From the ladder, which was made of pine, Schlicht created six shallow dishes which she donated to a St. Mary’s School fundraiser. On the bottom of each bowl, she carefully printed the words, “100-year-old pine from ladder that led to the bell tower, St. Mary’s Church, Melrose, MN. 2015.”
“Much to our surprise, the bowls went to six different people and each paid $185,” Schlicht said.
Recognizing how important it was for people to have pieces of history to hang on to, after the fire, Schlicht put her nose to the grindstone — or more aptly, her hands to the lathe — and started crafting bowls from the old pews.
Working with another parishioner and carpenter, Dave Berscheit, they removed the finish from the reclaimed wood with a planer, and Schlicht began the careful work of gluing together the small, narrow pieces of wood. Using a compass, she turned circles out of every possible inch.
To make each bowl, she places the glued block on her lathe and hits the switch. As the block wildly spins, her careful hands guide shaping tools gently across the surface, forming the bowl. She later sands and stains them, adding character to each one, and again prints neatly on the bottom of the bowl.

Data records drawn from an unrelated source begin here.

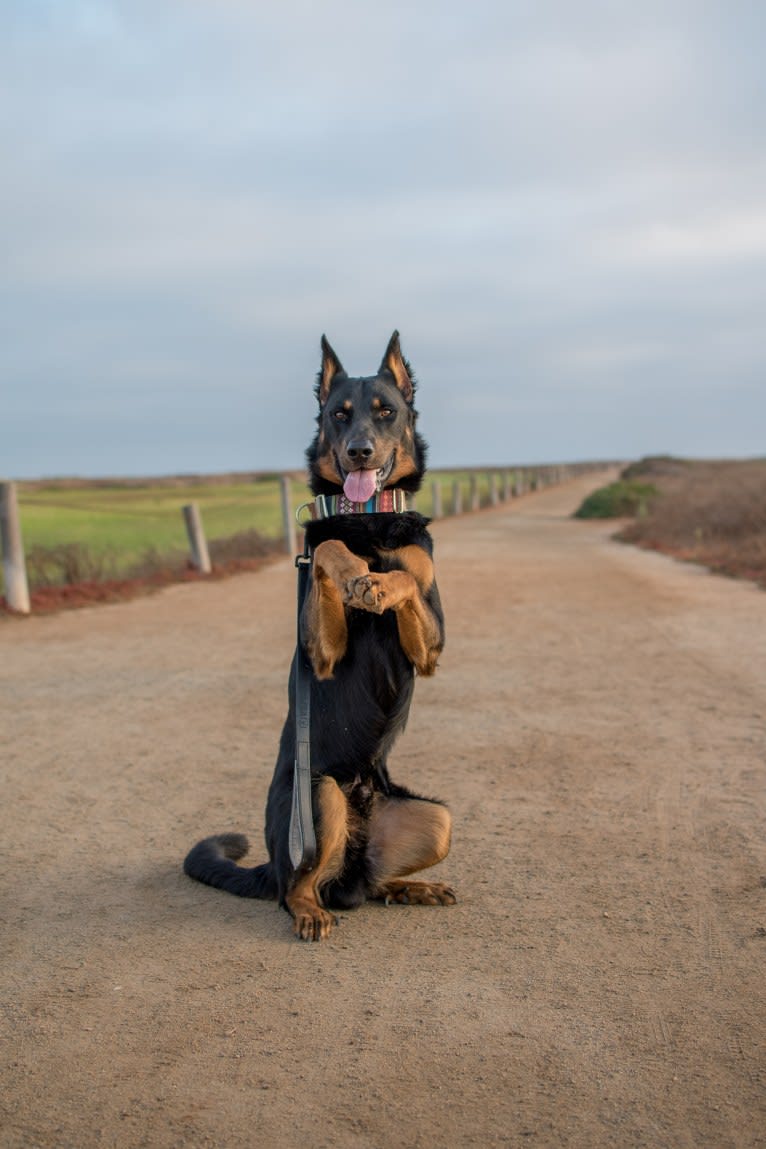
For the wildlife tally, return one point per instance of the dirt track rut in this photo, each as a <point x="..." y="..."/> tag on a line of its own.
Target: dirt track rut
<point x="597" y="727"/>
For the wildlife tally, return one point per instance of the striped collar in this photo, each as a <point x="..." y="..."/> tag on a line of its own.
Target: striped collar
<point x="389" y="501"/>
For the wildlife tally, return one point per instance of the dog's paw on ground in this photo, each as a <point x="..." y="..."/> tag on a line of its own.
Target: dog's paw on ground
<point x="314" y="924"/>
<point x="418" y="893"/>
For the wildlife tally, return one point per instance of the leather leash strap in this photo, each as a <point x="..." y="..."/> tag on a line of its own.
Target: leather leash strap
<point x="302" y="837"/>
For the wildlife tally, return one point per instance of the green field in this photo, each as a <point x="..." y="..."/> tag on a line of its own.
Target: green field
<point x="110" y="530"/>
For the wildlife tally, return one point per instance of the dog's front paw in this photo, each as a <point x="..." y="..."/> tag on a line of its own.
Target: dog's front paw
<point x="314" y="924"/>
<point x="418" y="893"/>
<point x="365" y="593"/>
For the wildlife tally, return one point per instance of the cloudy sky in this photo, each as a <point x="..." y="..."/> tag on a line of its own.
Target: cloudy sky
<point x="562" y="206"/>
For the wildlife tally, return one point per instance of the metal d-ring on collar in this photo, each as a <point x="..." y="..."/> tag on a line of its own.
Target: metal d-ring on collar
<point x="389" y="501"/>
<point x="302" y="835"/>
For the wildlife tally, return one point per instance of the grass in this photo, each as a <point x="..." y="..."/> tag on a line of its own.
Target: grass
<point x="99" y="531"/>
<point x="711" y="513"/>
<point x="618" y="500"/>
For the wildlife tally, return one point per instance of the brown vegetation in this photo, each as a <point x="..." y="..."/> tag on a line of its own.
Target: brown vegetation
<point x="70" y="576"/>
<point x="706" y="511"/>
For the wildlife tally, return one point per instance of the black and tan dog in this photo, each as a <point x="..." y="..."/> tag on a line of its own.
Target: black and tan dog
<point x="371" y="619"/>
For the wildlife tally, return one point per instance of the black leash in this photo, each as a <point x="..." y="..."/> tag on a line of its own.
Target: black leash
<point x="302" y="837"/>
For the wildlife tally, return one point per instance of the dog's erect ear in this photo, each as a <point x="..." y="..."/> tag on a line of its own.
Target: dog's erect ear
<point x="331" y="367"/>
<point x="394" y="361"/>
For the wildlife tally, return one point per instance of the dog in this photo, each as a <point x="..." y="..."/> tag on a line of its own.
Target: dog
<point x="371" y="621"/>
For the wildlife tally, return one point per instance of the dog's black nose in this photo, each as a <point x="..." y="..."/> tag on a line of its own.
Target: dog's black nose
<point x="361" y="448"/>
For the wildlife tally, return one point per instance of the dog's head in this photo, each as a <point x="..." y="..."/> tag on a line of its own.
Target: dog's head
<point x="365" y="439"/>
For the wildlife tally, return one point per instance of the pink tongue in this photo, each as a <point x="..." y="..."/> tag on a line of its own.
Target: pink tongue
<point x="360" y="485"/>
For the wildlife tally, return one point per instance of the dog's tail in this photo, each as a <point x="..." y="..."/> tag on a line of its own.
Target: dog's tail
<point x="214" y="862"/>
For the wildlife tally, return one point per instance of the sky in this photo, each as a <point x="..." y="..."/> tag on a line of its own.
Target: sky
<point x="562" y="207"/>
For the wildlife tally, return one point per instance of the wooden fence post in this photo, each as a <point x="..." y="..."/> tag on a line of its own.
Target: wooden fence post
<point x="14" y="567"/>
<point x="435" y="506"/>
<point x="288" y="517"/>
<point x="196" y="539"/>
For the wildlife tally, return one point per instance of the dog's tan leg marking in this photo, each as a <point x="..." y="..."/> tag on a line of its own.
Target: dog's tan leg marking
<point x="405" y="835"/>
<point x="312" y="922"/>
<point x="324" y="617"/>
<point x="402" y="591"/>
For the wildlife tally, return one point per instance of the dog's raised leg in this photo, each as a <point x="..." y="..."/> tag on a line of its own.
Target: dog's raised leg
<point x="324" y="627"/>
<point x="407" y="835"/>
<point x="404" y="592"/>
<point x="312" y="922"/>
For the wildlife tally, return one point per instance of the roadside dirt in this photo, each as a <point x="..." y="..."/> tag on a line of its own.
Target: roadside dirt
<point x="597" y="727"/>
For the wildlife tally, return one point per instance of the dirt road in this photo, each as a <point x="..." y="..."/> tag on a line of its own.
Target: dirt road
<point x="597" y="727"/>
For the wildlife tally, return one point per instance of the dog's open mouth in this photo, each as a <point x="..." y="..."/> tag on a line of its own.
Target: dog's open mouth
<point x="363" y="484"/>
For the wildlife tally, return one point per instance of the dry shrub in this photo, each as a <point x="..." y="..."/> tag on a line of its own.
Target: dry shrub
<point x="711" y="513"/>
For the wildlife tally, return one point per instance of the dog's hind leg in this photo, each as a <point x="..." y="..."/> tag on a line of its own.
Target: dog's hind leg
<point x="312" y="922"/>
<point x="408" y="834"/>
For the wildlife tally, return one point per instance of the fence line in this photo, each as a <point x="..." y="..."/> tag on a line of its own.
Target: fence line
<point x="196" y="540"/>
<point x="14" y="563"/>
<point x="488" y="487"/>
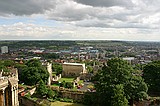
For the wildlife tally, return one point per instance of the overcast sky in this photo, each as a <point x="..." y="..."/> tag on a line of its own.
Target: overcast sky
<point x="80" y="19"/>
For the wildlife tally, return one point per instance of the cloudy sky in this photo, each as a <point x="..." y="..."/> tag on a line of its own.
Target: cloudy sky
<point x="80" y="19"/>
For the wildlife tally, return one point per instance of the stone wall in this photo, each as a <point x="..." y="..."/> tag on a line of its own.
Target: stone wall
<point x="70" y="94"/>
<point x="24" y="101"/>
<point x="75" y="95"/>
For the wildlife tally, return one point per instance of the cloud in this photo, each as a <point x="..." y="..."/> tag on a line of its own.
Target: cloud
<point x="24" y="7"/>
<point x="106" y="3"/>
<point x="121" y="19"/>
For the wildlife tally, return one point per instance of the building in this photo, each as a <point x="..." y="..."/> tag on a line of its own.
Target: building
<point x="49" y="69"/>
<point x="9" y="88"/>
<point x="4" y="49"/>
<point x="73" y="69"/>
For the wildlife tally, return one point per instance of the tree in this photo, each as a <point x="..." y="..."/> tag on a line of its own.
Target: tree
<point x="151" y="74"/>
<point x="42" y="90"/>
<point x="57" y="68"/>
<point x="119" y="76"/>
<point x="119" y="99"/>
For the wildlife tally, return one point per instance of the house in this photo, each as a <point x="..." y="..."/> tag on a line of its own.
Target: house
<point x="73" y="69"/>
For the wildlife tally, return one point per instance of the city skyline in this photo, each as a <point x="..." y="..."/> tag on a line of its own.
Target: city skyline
<point x="133" y="20"/>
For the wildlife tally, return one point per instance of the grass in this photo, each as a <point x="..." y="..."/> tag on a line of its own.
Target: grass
<point x="58" y="103"/>
<point x="66" y="79"/>
<point x="80" y="82"/>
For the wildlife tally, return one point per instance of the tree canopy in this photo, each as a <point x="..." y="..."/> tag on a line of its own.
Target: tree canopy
<point x="117" y="84"/>
<point x="151" y="74"/>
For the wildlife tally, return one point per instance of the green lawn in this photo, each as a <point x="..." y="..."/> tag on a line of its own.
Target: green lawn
<point x="57" y="103"/>
<point x="66" y="79"/>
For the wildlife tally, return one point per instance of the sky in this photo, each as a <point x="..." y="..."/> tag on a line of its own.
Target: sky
<point x="131" y="20"/>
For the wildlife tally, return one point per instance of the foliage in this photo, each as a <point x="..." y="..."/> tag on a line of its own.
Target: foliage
<point x="118" y="98"/>
<point x="119" y="76"/>
<point x="34" y="72"/>
<point x="68" y="85"/>
<point x="42" y="89"/>
<point x="90" y="69"/>
<point x="57" y="68"/>
<point x="4" y="64"/>
<point x="152" y="76"/>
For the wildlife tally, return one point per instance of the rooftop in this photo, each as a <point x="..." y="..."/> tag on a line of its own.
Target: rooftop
<point x="73" y="64"/>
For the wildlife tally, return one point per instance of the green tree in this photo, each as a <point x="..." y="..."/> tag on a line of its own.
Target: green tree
<point x="57" y="68"/>
<point x="151" y="74"/>
<point x="90" y="69"/>
<point x="42" y="90"/>
<point x="118" y="98"/>
<point x="119" y="72"/>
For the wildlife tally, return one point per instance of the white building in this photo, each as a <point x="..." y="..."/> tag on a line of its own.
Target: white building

Saving even the smallest scraps from the already repurposed wood, Schlicht returns them to Berscheit who meticulously forms additional blocks for Schlicht to turn into a different style of equally stunning work called segmented bowls.
Metaphor for the community
To date, 35 bowls have been made in a myriad of distinctive shapes and sizes, each element bringing beauty to one cohesive piece. The bowls might just be a metaphor for the community itself.
“As Christians, we live the Paschal Mystery every day and part of living that Paschal Mystery means we have to let go of things so we can experience resurrection,” said Dawn Carrillo, director of faith formation and liturgy at St. Mary’s, as well as a close friend of Gail’s.
“Gail, like many in the community, is brokenhearted about what has happened to the church and is brokenhearted by the division in the community,” Carrillo said. “There’s deep pain on all sides. Her working with this wood and creating new life from it is, in a sense, resurrection — letting things go and watching them coming into the light, into the beauty of something whole.
“In her woodworking, sometimes the pieces don’t want to go together just right,” Carrillo continued. “But when she works with it with love and gentleness, she creates this beautiful bowl. Isn’t that what we are as a people? We all come in different shapes and sizes, with different backgrounds, different desires and different understandings, but we all come together as one people symbolized in the Eucharist.”
Schlicht hopes that by turning the pews into beautiful bowls, she might raise the spirits — as well as some funds — for St. Mary’s.
“We hope for a good financial outcome for the church from the bowls,” she said, “but most importantly, we hope that they get into the hands of people who appreciated our church, that it would remind them of the many sacraments received by people who sat in these pews, the fun times and sad times. These pews have gone from ashes to something beautiful and I believe our community will, too.”